Single by Rae Sremmurd

from the album SremmLife
- Released: May 18, 2014
- Recorded: 2014
- Genre: Hip hop; trap;
- Length: 3:51
- Label: EarDrummers; Interscope;
- Songwriters: Aaquil Brown; Khalif Brown; Michael Williams II; Asheton Hogan;
- Producers: Mike Will Made It; A+;

Rae Sremmurd singles chronology
|  | "No Flex Zone" (2014) | "No Type" (2014) |

= No Flex Zone =

2014 song by Rae Sremmurd

"No Flex Zone" is the debut single by American hip hop duo Rae Sremmurd, consisting of Swae Lee and Slim Jxmmi. It was released on May 18, 2014, by EarDrummers Entertainment and Interscope Records, as the lead single from their debut studio album SremmLife (2015). The song was produced by Mike Will Made It and A+. The hip hop song has since peaked at number 36 on the US Billboard Hot 100 chart. The music video for the song was released on September 18, 2014. The song has been certified 2× Platinum by the RIAA for sales of over one million copies.

==Music video==
On August 11, 2014, the music video was released. The video depicts Rae Sremmurd holding a party. Comedian Mike Epps makes an appearance in the video.

==Remixes==
The official remix features guest verses from fellow American rappers, Nicki Minaj and Pusha T, the verses from Pusha T and Nicki Minaj were from their freestyles of the song. West Coast rapper Kid Ink, also remixed the song, featuring Travis Porter and Hardhead.

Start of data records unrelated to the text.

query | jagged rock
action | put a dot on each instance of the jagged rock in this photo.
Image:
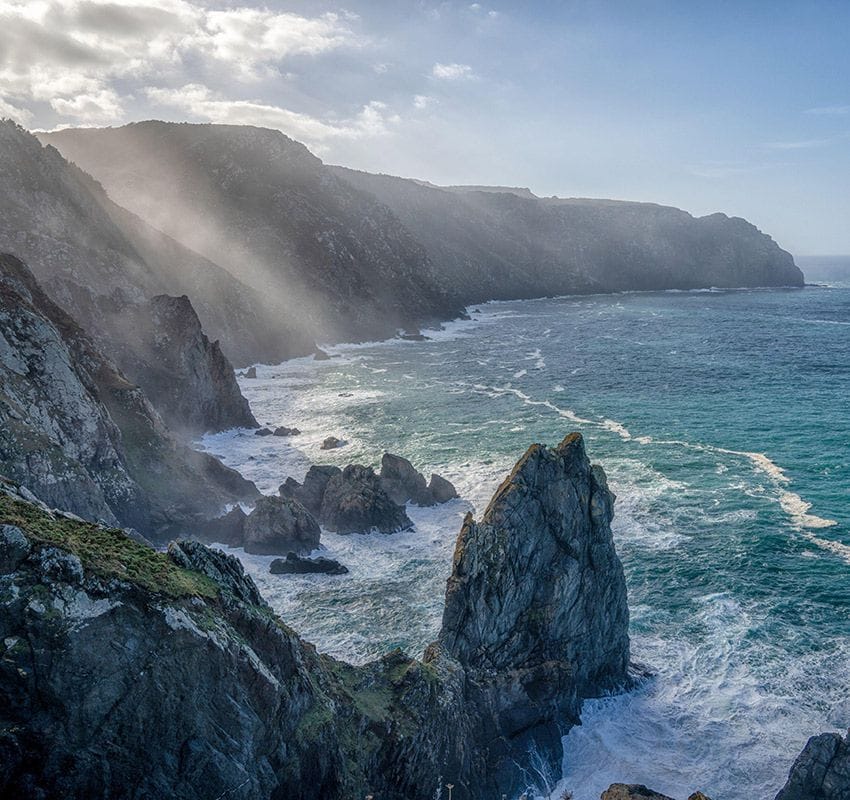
(295, 565)
(355, 502)
(311, 492)
(176, 683)
(14, 548)
(162, 347)
(536, 611)
(225, 570)
(441, 490)
(228, 529)
(403, 482)
(284, 431)
(85, 439)
(278, 525)
(631, 791)
(821, 771)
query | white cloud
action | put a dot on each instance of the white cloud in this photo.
(833, 111)
(20, 115)
(804, 144)
(374, 119)
(421, 101)
(74, 54)
(452, 72)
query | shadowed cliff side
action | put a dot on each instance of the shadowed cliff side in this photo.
(206, 693)
(81, 436)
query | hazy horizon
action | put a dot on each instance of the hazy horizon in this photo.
(738, 110)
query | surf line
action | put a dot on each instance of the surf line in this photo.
(791, 503)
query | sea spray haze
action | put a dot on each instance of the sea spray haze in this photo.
(722, 420)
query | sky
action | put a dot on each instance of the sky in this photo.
(741, 107)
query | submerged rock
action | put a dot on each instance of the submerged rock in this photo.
(404, 483)
(311, 492)
(284, 431)
(295, 565)
(278, 525)
(355, 502)
(441, 490)
(821, 771)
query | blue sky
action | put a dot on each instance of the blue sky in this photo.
(738, 107)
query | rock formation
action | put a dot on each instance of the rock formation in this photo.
(83, 438)
(203, 692)
(821, 771)
(278, 525)
(404, 483)
(358, 256)
(185, 376)
(293, 564)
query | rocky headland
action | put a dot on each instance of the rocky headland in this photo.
(208, 690)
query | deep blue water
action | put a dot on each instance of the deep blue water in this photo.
(723, 422)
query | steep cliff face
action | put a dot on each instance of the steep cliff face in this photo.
(160, 345)
(265, 208)
(507, 244)
(92, 257)
(536, 612)
(83, 438)
(205, 692)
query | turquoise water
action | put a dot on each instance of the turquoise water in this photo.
(723, 422)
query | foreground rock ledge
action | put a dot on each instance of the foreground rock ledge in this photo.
(158, 676)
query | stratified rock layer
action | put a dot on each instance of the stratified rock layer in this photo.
(161, 675)
(821, 771)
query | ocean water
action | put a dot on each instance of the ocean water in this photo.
(722, 419)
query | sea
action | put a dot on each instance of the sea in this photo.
(722, 419)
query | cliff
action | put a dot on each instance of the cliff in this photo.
(81, 436)
(354, 255)
(94, 258)
(206, 692)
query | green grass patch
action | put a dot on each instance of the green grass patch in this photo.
(107, 552)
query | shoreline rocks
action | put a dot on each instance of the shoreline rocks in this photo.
(293, 564)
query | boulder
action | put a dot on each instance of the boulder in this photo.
(821, 771)
(355, 502)
(293, 564)
(228, 529)
(441, 490)
(279, 525)
(225, 570)
(311, 492)
(403, 482)
(284, 431)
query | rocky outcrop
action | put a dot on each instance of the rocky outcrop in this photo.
(350, 500)
(637, 791)
(536, 612)
(185, 375)
(278, 525)
(81, 436)
(165, 676)
(311, 492)
(404, 483)
(295, 565)
(821, 771)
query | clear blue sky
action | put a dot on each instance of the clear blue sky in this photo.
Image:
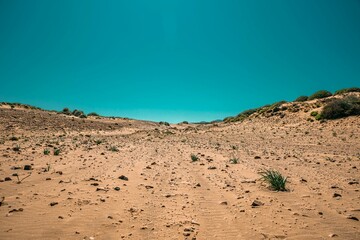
(175, 60)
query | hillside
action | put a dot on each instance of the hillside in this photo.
(64, 177)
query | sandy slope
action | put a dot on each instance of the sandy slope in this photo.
(166, 195)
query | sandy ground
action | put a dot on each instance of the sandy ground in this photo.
(150, 188)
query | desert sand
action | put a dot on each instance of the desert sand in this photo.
(117, 178)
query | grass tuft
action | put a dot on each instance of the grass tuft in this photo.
(274, 178)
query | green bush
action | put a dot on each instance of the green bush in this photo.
(275, 179)
(66, 111)
(347, 90)
(313, 113)
(349, 106)
(320, 94)
(301, 99)
(93, 114)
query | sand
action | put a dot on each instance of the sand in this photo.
(128, 179)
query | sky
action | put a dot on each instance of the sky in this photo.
(175, 60)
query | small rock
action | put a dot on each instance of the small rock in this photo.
(27, 167)
(122, 177)
(337, 195)
(256, 203)
(353, 182)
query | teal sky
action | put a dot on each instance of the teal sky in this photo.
(175, 60)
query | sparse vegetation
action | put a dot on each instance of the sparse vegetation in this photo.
(234, 160)
(114, 149)
(301, 99)
(46, 151)
(57, 152)
(194, 158)
(94, 114)
(338, 108)
(274, 178)
(320, 94)
(347, 90)
(164, 123)
(314, 113)
(16, 148)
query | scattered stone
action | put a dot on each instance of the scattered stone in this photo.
(337, 195)
(303, 180)
(16, 210)
(122, 177)
(27, 167)
(353, 182)
(256, 203)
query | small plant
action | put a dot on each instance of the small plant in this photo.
(320, 94)
(347, 90)
(46, 151)
(16, 148)
(301, 99)
(20, 180)
(13, 138)
(56, 152)
(314, 113)
(234, 160)
(274, 178)
(93, 114)
(194, 158)
(47, 169)
(114, 149)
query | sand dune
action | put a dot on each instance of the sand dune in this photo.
(129, 179)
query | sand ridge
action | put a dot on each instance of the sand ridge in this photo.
(128, 179)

Another remix was done by rapper Watsky and pop band Karmin with no involvement of the original artist. It interpolates the original chorus.

== In other media ==
The song is heard in an episode of the television series Black-ish. It was also used in a commercial for Wingstop.

==Personnel==
Credits adapted from SremmLife booklet.

- Song credits

- Writing – Aaquil Brown, Khalif Brown, Michael Williams II, Asheton Hogan
- Production – Mike Will Made It
- Co-production – A+
- Recording – P-Nazty at Ear Druma Studios in Atlanta, Georgia
- Audio mixing – Stephen Hybicki and Mike Will Made It at Ear Druma Studios in Atlanta, Georgia
- Mastering – Dave Kutch, The Mastering Palace, New York City

==Charts==

===Weekly charts===

| Chart (2014–15) | Peak position |
|---|---|
| Belgium Urban (Ultratop Flanders) | 44 |
| Canada Hot 100 (Billboard) | 97 |
| US Billboard Hot 100 | 36 |
| US Hot R&B/Hip-Hop Songs (Billboard) | 11 |
| US Hot Rap Songs (Billboard) | 8 |
| US R&B/Hip-Hop Airplay (Billboard) | 8 |
| US Rhythmic Airplay (Billboard) | 35 |

===Year-end charts===

| Chart (2014) | Position |
|---|---|
| US Hot R&B/Hip-Hop Songs (Billboard) | 35 |

==Certifications==

| Region | Certification | Certified units/sales |
| Brazil (Pro-Música Brasil) | Gold | 30,000^{‡} |
| United States (RIAA) | 3× Platinum | 3,000,000^{‡} |
^{‡} Sales+streaming figures based on certification alone.